Este método de trabajo se fue desarrollando y ha llegado hasta la actualidad. Vivimos en una sociedad en la que una gran mayoría de los trabajadores lo hacen para otro. Cumplen con un papel que se les ha asignado en una empresa, pública o privada, y se limitan a llevar a cabo la tarea especializada para la que están cualificados.
El filósofo Marx, nacido en Londres en 1818 elabora un sistema filosófico, social, económico y político que se basa en el argumento de que el capitalismo es un sistema económico cuya estructura es errónea.
Karl Marx defendía que el hombre es un ser social, que puede alcanzar la felicidad y la plenitud mediante su trabajo. De esta forma, expone que el hombre trabaja para introducir en la naturaleza su esencia, realizándose a sí mismo, mediante la humanización de la naturaleza. El ejemplo más claro es el del artista, el cual utiliza ciertos elementos de la naturaleza para expresarse y crear un objeto, que si así lo desea, podrá comercializar.
De esta manera, Marx crea un concepto que alberga una relación bella entre el hombre y el objeto que ha creado, afirmando que ese es el objetivo real del trabajo y que debido a la alienación provocada por el capitalismo, este fin no se puede alcanzar.
De manera más acentuada, en la actualidad es totalmente imposible lograrlo, debido al capitalismo, y a que este ha logrado introducirse en nuestras vidas y normalizarse totalmente, de forma que no podemos imaginarnos cómo sería la sociedad y el sistema sin él.
Esto ha afectado completamente a aquellos obreros que han decido "salirse" de este sistema, puesto que no han logrado una independencia real, ya que todo su trabajo se ve influenciado por las reglas del capitalismo. De esta manera, un frutero autónomo está compitiendo de manera constante con la frutería de una gran superficie que a su vez, se puede permitir abaratar el precio de sus productos debido a la gran cantidad de ellos que mercantiliza. Los consumidores, por lo general, tenderán a acudir al establecimiento que ofrezca el producto a un menor precio, debido a que esto les permite ahorrar y destinar ese dinero a otras inversiones. De igual forma ocurre con los artistas actuales, que además de competir con grandes marcas, que están en constante movimiento, y cuyos precios son realmente bajos, también se ven expuestos al robo de diseños por estas mismas empresas. Esto provoca un desánimo en aquellos que deciden "ser sus propios jefes", puesto que se ven vapuleados por el gigante opresor que es el capitalismo que hoy en día, tiene todas las de ganar. Aquellos ricos que llevan las riendas del sistema tienen todos los medios para machacar al pueblo, provocar miseria y hacerles más pobres, aumentando así su riqueza.
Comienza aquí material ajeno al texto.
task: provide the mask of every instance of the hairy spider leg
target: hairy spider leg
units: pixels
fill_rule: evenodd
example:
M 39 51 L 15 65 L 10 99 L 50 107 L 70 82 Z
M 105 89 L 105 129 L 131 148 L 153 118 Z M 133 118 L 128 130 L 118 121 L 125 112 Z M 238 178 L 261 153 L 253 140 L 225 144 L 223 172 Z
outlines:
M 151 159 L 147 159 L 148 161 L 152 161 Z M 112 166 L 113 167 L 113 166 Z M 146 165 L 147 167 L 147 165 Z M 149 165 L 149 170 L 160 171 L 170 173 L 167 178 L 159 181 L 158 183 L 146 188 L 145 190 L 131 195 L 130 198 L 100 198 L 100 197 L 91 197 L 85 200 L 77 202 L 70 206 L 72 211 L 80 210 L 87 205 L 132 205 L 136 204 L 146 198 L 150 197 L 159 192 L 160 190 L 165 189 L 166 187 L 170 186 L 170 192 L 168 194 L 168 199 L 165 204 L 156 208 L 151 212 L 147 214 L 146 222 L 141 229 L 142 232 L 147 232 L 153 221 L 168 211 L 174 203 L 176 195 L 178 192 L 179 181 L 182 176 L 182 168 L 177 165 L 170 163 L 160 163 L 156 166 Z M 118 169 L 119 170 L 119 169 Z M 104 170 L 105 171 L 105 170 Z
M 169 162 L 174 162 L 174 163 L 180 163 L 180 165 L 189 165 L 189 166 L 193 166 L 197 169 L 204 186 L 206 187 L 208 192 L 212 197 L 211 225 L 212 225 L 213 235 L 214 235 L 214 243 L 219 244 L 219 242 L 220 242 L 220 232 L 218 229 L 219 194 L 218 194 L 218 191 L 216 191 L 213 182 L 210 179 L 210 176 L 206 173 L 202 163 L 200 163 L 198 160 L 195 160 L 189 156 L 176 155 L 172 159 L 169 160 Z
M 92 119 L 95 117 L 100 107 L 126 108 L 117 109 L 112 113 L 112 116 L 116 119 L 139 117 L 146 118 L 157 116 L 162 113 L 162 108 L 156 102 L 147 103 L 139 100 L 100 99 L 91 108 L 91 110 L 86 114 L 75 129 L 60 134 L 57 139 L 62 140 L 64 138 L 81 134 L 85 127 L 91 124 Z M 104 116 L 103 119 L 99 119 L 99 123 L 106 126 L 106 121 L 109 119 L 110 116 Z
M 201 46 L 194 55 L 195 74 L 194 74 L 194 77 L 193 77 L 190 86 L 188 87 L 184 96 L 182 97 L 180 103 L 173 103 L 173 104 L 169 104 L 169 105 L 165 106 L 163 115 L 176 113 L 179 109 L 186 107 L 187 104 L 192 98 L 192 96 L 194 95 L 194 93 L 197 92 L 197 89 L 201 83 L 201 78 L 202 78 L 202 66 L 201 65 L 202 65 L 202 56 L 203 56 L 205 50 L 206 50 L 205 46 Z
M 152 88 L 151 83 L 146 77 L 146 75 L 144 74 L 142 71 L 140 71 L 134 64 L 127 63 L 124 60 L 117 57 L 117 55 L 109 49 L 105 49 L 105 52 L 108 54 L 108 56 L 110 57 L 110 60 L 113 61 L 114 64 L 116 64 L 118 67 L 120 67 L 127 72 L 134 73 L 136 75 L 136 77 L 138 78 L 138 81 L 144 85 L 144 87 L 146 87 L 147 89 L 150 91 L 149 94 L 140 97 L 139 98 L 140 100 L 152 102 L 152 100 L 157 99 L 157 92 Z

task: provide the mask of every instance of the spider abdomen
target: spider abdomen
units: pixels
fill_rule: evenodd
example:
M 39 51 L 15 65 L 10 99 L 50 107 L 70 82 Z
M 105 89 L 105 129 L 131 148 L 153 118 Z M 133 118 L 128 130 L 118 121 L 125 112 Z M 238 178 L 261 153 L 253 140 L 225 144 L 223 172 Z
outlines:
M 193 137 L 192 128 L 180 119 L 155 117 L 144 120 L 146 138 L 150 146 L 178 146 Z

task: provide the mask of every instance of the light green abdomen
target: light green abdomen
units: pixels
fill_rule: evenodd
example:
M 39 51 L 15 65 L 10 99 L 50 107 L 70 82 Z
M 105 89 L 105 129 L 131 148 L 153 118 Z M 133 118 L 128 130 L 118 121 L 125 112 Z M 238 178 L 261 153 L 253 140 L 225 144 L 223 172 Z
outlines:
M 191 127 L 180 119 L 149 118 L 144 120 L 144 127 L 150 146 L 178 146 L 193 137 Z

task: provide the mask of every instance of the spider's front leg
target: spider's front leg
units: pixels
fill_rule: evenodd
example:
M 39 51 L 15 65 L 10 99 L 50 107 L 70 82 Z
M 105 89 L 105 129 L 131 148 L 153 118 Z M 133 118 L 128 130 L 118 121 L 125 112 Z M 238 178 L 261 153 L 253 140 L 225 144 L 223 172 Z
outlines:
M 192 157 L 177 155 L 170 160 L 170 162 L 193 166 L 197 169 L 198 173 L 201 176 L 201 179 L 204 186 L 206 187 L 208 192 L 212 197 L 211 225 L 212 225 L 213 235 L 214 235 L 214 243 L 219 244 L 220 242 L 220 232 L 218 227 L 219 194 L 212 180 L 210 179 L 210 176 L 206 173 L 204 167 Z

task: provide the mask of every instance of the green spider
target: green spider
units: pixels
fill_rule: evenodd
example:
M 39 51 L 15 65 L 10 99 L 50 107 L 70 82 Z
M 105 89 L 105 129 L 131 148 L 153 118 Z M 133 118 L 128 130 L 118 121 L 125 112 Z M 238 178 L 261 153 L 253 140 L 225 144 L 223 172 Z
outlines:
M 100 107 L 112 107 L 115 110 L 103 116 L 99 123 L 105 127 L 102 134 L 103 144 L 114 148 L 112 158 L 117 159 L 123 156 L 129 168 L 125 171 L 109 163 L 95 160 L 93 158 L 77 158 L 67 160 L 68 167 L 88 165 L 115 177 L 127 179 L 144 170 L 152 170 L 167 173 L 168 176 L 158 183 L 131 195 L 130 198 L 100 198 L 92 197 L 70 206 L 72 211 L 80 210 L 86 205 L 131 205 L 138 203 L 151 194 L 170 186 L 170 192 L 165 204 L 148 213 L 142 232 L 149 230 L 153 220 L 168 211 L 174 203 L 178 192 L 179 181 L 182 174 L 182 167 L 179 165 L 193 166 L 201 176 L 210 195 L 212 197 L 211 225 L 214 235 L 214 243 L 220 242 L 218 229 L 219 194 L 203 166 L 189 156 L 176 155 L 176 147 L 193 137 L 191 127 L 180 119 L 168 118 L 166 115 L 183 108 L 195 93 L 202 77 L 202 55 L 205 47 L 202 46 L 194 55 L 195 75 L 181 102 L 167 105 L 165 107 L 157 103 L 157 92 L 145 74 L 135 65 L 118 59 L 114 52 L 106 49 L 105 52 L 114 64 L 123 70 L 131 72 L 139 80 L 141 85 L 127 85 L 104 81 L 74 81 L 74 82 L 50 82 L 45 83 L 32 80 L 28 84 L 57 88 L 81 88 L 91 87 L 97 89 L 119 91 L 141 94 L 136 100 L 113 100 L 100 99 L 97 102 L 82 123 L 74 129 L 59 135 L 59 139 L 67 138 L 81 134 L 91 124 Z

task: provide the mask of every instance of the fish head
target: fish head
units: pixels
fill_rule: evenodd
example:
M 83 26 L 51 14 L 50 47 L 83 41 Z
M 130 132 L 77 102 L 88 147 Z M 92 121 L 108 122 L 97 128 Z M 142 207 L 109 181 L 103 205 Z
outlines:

Como conclusión, el capitalismo en el momento actual es una máquina del caos que ha logrado incluso destruir la única parte del trabajo que podía considerarse buena, que era la satisfacción que se puede sentir al crear un producto por uno mismo, decidir venderlo y obtener un beneficio a cambio. Y esto es debido a la competencia constante y a la oportunidad que ofrece la globalización (provocada por los intereses que recaen en aquellos que se benefician del capitalismo) de comprar algo que a pesar de no tener una buena calidad, tiene un precio muy bajo, provocando que los consumidores continúen avivando la rueda del capitalismo y así, aumentando el consumismo.
Muy bien Claudia, me ha gustado especialmente esta entrada. Buen trabajo este curso en este blog y también en el aula. Enhorabuena!